トランスレーションズ展―『わかりあえなさ』をわかりあおう /21_21 DESIGN SIGHT

学生時代にすごくお世話になったメディア論の先生がいて、ある講義の中で「人と人とは分かり合えない、だから、分かり合えないことを分かり合う」と言っていた。テクノロジーと表現を取り上げた授業だったからそんなにエモーショナルな講義ではなかったと思うんだけど、コミュニケーションの基本姿勢としていまだにはっきりと頭に残っている。

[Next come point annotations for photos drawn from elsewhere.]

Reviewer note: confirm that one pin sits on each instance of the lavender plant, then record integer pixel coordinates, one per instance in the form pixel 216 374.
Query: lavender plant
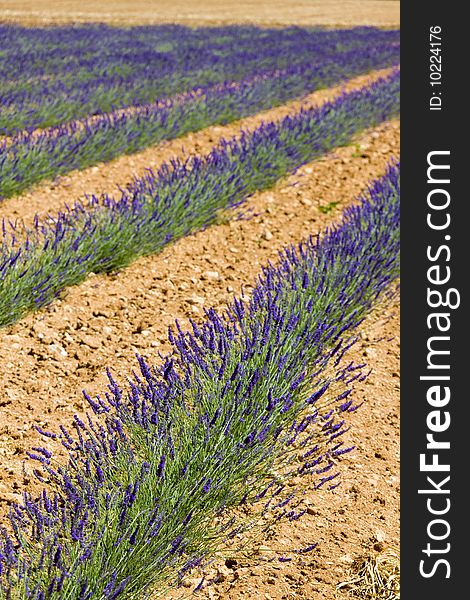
pixel 28 158
pixel 109 68
pixel 176 201
pixel 235 411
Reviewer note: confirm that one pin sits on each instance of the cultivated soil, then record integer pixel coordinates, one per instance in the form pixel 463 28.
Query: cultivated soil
pixel 385 13
pixel 51 355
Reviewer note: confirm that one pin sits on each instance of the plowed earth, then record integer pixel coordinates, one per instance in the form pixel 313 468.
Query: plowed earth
pixel 50 356
pixel 208 12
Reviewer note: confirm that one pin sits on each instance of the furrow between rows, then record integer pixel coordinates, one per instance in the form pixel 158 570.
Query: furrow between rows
pixel 52 354
pixel 108 178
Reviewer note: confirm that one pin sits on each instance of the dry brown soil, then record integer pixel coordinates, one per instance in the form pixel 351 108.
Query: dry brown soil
pixel 51 355
pixel 50 197
pixel 384 13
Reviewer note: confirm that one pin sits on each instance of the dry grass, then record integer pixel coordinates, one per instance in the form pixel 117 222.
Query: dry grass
pixel 375 577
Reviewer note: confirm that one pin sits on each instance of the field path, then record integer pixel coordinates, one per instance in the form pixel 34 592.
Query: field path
pixel 51 355
pixel 50 197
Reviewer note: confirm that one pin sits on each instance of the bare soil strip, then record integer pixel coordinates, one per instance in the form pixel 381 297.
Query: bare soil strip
pixel 360 518
pixel 50 356
pixel 210 12
pixel 50 197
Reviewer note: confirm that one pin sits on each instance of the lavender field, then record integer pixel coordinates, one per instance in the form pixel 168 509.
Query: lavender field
pixel 151 453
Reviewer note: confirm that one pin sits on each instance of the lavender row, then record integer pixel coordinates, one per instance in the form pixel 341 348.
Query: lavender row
pixel 117 68
pixel 182 197
pixel 245 402
pixel 28 159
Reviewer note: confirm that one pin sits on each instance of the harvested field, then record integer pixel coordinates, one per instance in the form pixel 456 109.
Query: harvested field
pixel 50 355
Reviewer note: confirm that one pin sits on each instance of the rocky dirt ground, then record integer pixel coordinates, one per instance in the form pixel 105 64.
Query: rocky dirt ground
pixel 50 356
pixel 385 13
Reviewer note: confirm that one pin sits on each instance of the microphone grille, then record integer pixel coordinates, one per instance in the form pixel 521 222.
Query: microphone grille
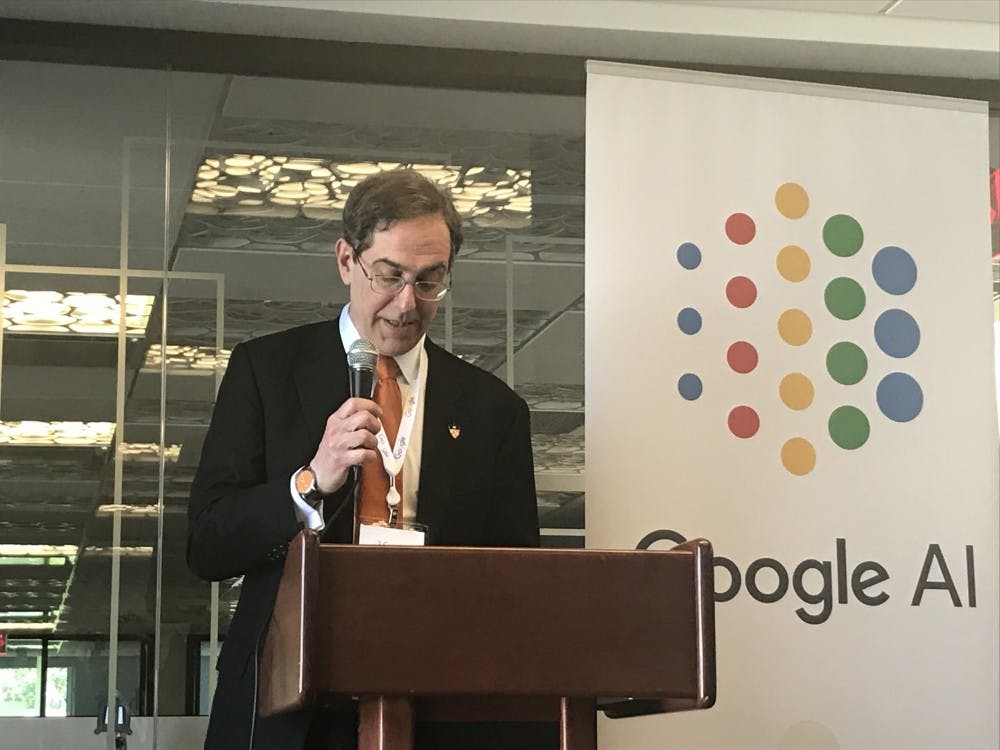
pixel 362 355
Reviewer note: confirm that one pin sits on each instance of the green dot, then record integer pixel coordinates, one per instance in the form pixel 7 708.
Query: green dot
pixel 845 299
pixel 846 363
pixel 842 235
pixel 848 427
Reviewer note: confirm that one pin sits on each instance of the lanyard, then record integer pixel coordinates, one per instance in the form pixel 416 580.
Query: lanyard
pixel 392 456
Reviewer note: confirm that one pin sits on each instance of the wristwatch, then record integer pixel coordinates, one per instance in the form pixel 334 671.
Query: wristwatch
pixel 305 485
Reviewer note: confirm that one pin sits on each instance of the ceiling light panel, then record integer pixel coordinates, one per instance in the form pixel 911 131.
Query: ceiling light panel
pixel 317 188
pixel 92 314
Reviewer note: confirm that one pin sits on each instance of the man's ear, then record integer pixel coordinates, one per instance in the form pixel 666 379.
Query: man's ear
pixel 345 254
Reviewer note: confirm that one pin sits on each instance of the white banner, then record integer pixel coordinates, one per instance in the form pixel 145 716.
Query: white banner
pixel 789 352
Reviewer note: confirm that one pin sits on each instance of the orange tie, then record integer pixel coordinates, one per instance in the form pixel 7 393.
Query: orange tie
pixel 374 481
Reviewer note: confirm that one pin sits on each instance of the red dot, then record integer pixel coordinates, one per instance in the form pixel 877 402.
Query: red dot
pixel 740 228
pixel 743 422
pixel 742 357
pixel 741 292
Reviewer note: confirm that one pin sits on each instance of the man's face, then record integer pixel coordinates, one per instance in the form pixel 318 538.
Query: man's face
pixel 418 250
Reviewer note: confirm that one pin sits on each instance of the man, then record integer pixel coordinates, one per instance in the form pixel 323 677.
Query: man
pixel 285 435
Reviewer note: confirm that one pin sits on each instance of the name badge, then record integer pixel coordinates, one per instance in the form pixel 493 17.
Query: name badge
pixel 390 535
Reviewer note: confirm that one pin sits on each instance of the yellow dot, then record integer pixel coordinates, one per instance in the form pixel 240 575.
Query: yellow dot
pixel 793 263
pixel 798 456
pixel 796 391
pixel 792 200
pixel 795 327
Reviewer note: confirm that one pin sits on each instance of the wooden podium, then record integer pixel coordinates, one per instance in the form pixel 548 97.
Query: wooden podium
pixel 485 634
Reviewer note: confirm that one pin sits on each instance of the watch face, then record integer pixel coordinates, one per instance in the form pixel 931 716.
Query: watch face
pixel 304 481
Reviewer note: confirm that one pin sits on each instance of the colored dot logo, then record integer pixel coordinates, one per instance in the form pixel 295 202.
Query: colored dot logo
pixel 857 311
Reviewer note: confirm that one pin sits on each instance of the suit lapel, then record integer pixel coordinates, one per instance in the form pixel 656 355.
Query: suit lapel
pixel 442 409
pixel 321 378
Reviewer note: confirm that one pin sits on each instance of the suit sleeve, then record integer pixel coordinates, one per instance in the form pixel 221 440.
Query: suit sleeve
pixel 513 520
pixel 238 518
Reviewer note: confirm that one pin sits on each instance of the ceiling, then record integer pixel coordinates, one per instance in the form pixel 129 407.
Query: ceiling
pixel 75 139
pixel 951 38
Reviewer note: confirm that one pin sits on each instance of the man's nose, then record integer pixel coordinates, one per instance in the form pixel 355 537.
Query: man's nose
pixel 406 298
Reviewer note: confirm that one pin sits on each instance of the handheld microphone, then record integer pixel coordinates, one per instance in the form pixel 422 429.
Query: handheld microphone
pixel 361 360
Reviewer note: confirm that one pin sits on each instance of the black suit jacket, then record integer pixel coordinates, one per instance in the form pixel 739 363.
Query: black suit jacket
pixel 270 412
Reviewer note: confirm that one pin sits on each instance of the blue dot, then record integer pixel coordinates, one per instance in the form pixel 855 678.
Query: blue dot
pixel 689 320
pixel 894 270
pixel 897 333
pixel 689 256
pixel 689 386
pixel 899 397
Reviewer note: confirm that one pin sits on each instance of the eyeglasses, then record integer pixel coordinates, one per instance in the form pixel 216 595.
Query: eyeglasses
pixel 391 285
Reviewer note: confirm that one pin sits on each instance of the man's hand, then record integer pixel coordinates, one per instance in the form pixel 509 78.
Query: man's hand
pixel 348 440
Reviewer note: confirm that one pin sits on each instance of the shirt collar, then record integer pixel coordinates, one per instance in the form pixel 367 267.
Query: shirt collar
pixel 409 362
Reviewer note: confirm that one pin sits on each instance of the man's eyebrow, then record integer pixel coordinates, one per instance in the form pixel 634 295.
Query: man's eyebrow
pixel 439 266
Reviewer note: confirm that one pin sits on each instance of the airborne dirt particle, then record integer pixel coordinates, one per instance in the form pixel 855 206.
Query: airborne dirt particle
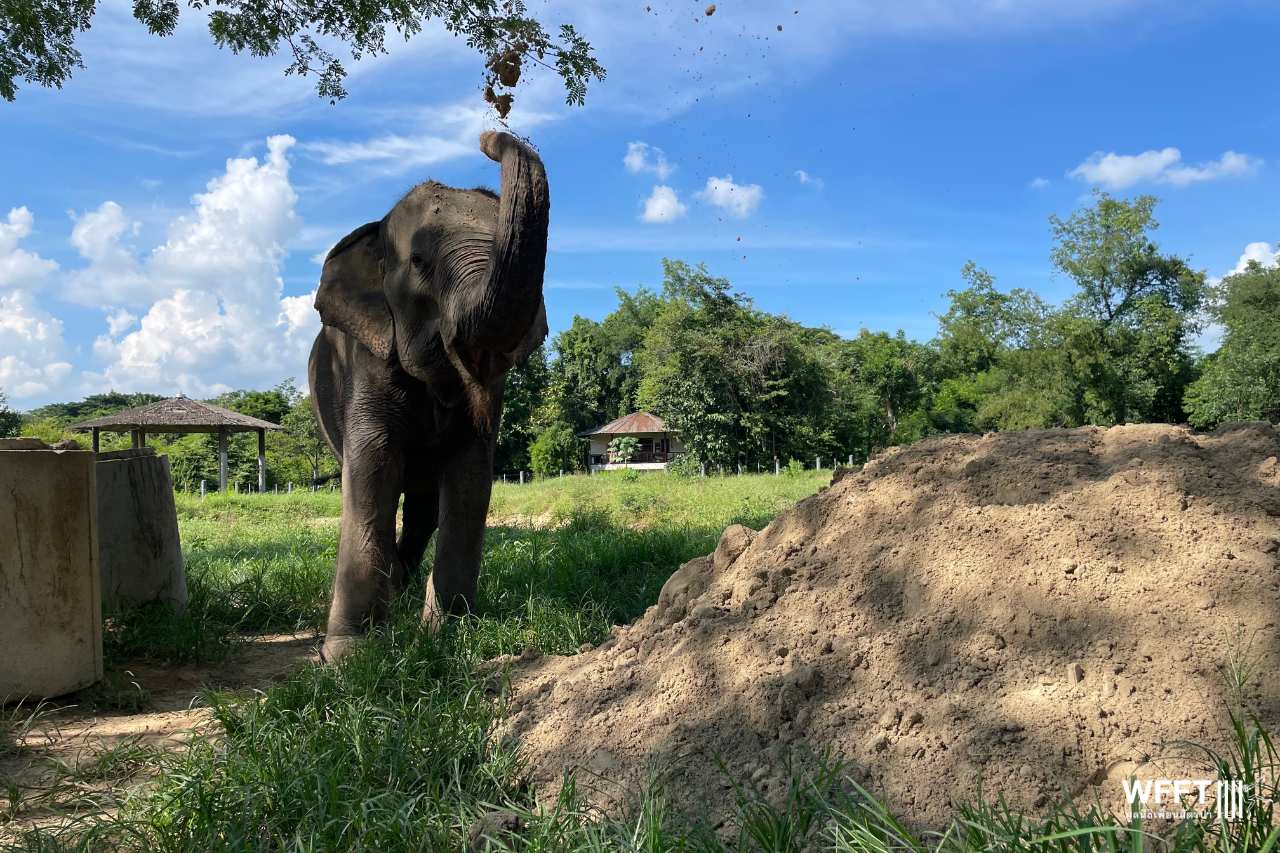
pixel 963 652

 そんな言葉をタイトルにしているのが本展だ。「異言語・異文化・その他異なる境遇のものたちの間での翻訳」をテーマに作品やプロジェクトの紹介をしていく(だから前述の講義での「分かり合う」みたいなところは展示の本筋とはずれるのだが...)。失読症の人のためのウェアラブル端末、その言語にしかない言葉をどうやって別の言語で表現するか、サメのフェロモンをつけてサメと通じ合う(?)、ぬか床の混ぜどきを教えてくれるロボットを通してぬか床と通じ合う(?)、縄文土器を現代に取り入れ過去とつながる(???)、など。

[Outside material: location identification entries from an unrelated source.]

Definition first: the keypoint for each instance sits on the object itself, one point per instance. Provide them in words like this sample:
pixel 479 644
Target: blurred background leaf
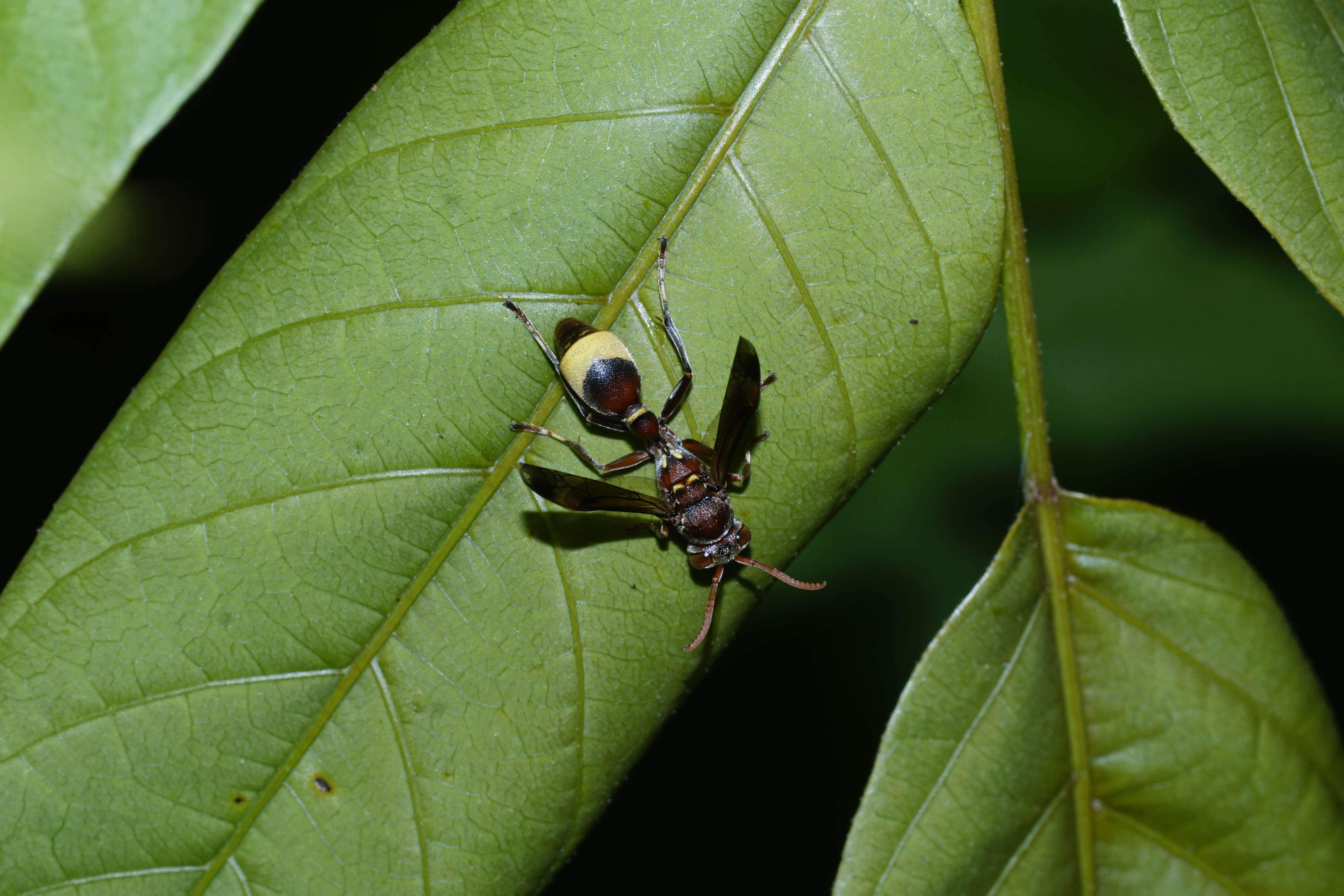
pixel 1209 756
pixel 1256 88
pixel 299 625
pixel 1143 264
pixel 85 88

 一番面白いなと思ったのは耳が聞こえない人へ音を表現する端末。任意の音に合わせて震える小さな端末で、それを持って外に出てセミの鳴き声と連動させると、ろう者にも鳴き声がわかるんだそうな。また、学校でそれを身につけてダンスの授業をすると、ただ動きを真似るだけでなく、リズム感が使用者みんなで共有されるという。リズム感って音が聞こえないと身に付かないものだ。そういう風に音を端末で振動に翻訳することで身につけて、他の人とも共有でき繋がれることがなんか心に来てその場で泣きそうになってしまった。わからないことをわかりあう、というのはこういう形でもクリアにできるのだなあ。

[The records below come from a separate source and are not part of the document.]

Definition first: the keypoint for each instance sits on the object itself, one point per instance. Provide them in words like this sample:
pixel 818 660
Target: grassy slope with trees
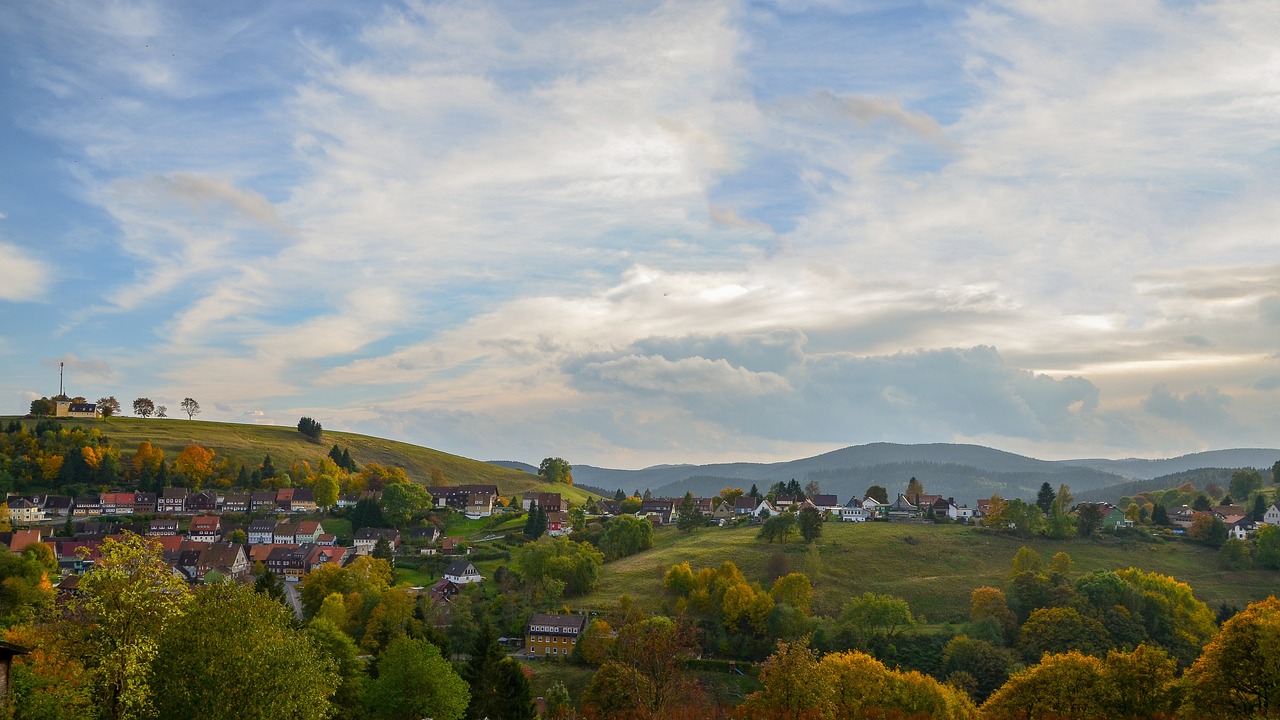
pixel 248 443
pixel 935 568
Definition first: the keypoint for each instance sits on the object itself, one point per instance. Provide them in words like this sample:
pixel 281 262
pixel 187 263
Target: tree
pixel 499 689
pixel 190 406
pixel 415 682
pixel 327 491
pixel 401 502
pixel 123 606
pixel 311 428
pixel 1269 547
pixel 1045 497
pixel 810 524
pixel 1238 675
pixel 144 408
pixel 109 406
pixel 229 633
pixel 536 523
pixel 777 528
pixel 874 616
pixel 1244 482
pixel 690 518
pixel 914 490
pixel 556 470
pixel 625 536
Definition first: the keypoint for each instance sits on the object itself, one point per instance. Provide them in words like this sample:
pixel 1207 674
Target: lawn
pixel 933 568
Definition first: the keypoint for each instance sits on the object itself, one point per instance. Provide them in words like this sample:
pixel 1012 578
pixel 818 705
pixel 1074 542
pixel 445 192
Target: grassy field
pixel 932 566
pixel 248 443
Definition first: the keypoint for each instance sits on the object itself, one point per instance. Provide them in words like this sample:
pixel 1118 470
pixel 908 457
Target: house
pixel 903 509
pixel 548 634
pixel 304 501
pixel 114 502
pixel 237 502
pixel 366 538
pixel 205 528
pixel 479 505
pixel 458 496
pixel 309 531
pixel 261 531
pixel 1272 515
pixel 172 501
pixel 263 501
pixel 548 501
pixel 144 502
pixel 24 511
pixel 286 533
pixel 287 561
pixel 853 511
pixel 826 502
pixel 161 528
pixel 462 572
pixel 87 506
pixel 58 505
pixel 69 409
pixel 557 524
pixel 227 557
pixel 764 510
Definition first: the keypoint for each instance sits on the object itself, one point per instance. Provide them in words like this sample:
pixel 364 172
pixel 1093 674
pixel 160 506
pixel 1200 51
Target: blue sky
pixel 639 233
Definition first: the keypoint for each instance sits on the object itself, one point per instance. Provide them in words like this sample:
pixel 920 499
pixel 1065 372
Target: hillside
pixel 248 443
pixel 935 568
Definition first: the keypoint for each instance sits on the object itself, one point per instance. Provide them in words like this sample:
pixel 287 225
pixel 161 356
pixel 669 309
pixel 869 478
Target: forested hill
pixel 247 445
pixel 964 472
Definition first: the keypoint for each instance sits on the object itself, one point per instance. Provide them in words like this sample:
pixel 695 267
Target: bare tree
pixel 190 406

逆によくわかんなかったのはサメフェロモンとぬか床。そもそも「翻訳」って、片方が何かを伝えようとしているからこそ行われるものだから、ちょっと無理やり感あるなと思った(サメやぬか床はおそらく人間とコミュニケーションとりたいと思っていないので)。片側がわかりたいと思ってりゃいいやん、というのは尤もなんだけど、サメやぬか床があくまで意思を持っている、みたいな見せ方というか語り方になっているのは、サメやぬか床的にもいや知らんし...て感じなのではないか。そういうところに想像力を働かせるのはアートの役割であって、こういうデザイン的な展示としてはなあと思ってしまった。サメやぬか床が語りかけてくれたら楽しいんだけどね。縄文土器については、本当に唐突だったのでなんか別の力が働いている気がしたのでノーコメントとする。
とはいえ、ある概念の表現(翻訳)手段はまだまだたくさんあることが見られて面白い展示でした。誰か・何かと繋がりたい人にとって、自分の知らない表現手段が多いのは希望だよねえ。